In 2016, 53 per cent of White women voters cast ballots for Trump rather than Democrat Hillary Clinton, the first woman nominated for the presidency by a major US political party. During that election 55 per cent of White women voted for Republican candidates, 43 per cent for Democrats.
As could be expected in 2016 and 2018, Black and Hispanic women — who were both ignored and insulted by Trump — voted overwhelmingly in favour of Democratic candidates. Their votes, however, could not turn the tide against Trump as Whites remain the majority in the population.
In 2018, White college-educated women swung away from Trump, with 59 per cent voting for Democratic candidates in comparison with 49 per cent in 2016.
This seems to have set a trend. Polls suggest that White women without university degrees are moving toward Trump’s rival Democrat Joe Biden. Senior White women and men, who chose Trump in 2016, have shifted as well.
There are several reasons for this change in the electoral landscape as far as White women are concerned. In 2018, 39 per cent of women had a favourable view of Trump’s job performance as compared with 50 per cent of men. Irritated by Trump’s brash, bullying behaviour which has attracted many men, many women have focused on his performance on key issues.
The emergence of the “Me-Too” movement against sexual harassment of women may have made women reconsider Trump, a man who has married three times, cheated on all his wives, and treated women with contempt rather than respect.
Women have not been convinced by Trump’s attempt to promote himself as the “law and order” candidate to frighten Whites into voting for him following Black Lives Matter protests.
David Graham writing in the Atlantic on June 30 quoted Ashley Jardina, a political scientist who studies racial attitudes among Whites, suspects that people who are stuck at home due to the pandemic are “consuming more news and changing their views on race.”
“There has long been a constituency of white Americans who are fairly educated, many of them college educated, disproportionately women, who have been largely unaware of the extent to which people of colour in the US Experience real discrimination,” she said. “The news has their attention.”
The views of hard-core Trump loyalists, especially non-college-educated White men — are unlikely to be changed by the news. This explains why Trump’s approval rating remains in the 30s.

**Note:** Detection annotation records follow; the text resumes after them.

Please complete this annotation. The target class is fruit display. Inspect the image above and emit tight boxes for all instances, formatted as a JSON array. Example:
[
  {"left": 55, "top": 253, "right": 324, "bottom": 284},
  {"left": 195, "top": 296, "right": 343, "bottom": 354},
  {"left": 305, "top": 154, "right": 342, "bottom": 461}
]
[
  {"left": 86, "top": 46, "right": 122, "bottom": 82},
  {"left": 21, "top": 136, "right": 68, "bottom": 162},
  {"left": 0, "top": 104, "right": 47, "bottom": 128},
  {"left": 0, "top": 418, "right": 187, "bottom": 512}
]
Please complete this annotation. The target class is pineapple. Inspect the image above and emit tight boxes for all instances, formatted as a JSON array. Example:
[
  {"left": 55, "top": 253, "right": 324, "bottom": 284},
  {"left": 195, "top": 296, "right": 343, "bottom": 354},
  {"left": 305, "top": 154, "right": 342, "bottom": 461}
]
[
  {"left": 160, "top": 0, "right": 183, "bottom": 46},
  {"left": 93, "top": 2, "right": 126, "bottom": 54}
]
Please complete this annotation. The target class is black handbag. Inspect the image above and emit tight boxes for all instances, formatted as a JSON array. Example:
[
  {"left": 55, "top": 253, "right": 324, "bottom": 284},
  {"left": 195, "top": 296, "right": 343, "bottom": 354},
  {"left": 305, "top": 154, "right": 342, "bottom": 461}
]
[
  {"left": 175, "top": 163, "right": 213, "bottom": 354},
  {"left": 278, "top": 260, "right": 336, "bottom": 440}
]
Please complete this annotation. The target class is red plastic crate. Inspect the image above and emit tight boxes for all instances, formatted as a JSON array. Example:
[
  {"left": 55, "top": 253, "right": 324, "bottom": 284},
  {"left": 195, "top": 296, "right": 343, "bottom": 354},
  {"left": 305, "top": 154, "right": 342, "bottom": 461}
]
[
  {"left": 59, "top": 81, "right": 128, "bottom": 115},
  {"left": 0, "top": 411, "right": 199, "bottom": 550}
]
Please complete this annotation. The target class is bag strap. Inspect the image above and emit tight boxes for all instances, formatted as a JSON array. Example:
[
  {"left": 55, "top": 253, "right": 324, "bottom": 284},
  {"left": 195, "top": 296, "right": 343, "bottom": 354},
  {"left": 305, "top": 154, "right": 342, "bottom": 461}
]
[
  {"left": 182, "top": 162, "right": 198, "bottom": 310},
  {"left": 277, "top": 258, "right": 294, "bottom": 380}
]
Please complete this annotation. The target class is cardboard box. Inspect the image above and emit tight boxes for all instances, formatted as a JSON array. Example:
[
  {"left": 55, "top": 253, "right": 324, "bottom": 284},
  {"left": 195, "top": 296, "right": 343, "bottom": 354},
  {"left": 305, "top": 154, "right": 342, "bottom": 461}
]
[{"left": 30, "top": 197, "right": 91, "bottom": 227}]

Trump’s assault on Obama-era health care, his failure to contain the Covid-19 pandemic, and prevent economic melt-down have taken a toll on his electability with White women and seniors who voted for him in 2016. Seniors determined his victories in key states like Florida, Michigan, and Wisconsin and enabled him to win in the Electoral College although Hillary Clinton garnered nearly three million more votes than he won.
However, Trump and the Republicans hope for a boost ahead of the Nov.3 election if he promptly fills Ginsburg’s chair on the Supreme Court with a conservative woman who will hew to the agenda of the conservative majority. Such an appointment would appeal to White evangelical Christians and Catholics who may have been swayed, at least temporarily, to cast ballots for moderate Democrat Biden, a Catholic churchgoer who is seen — in contrast with Trump — as a devoted family man, an experienced politician and legislator, and someone to end the turmoil and uncertainty of four long years of Trump in the White House and as a constant irritating presence in the news.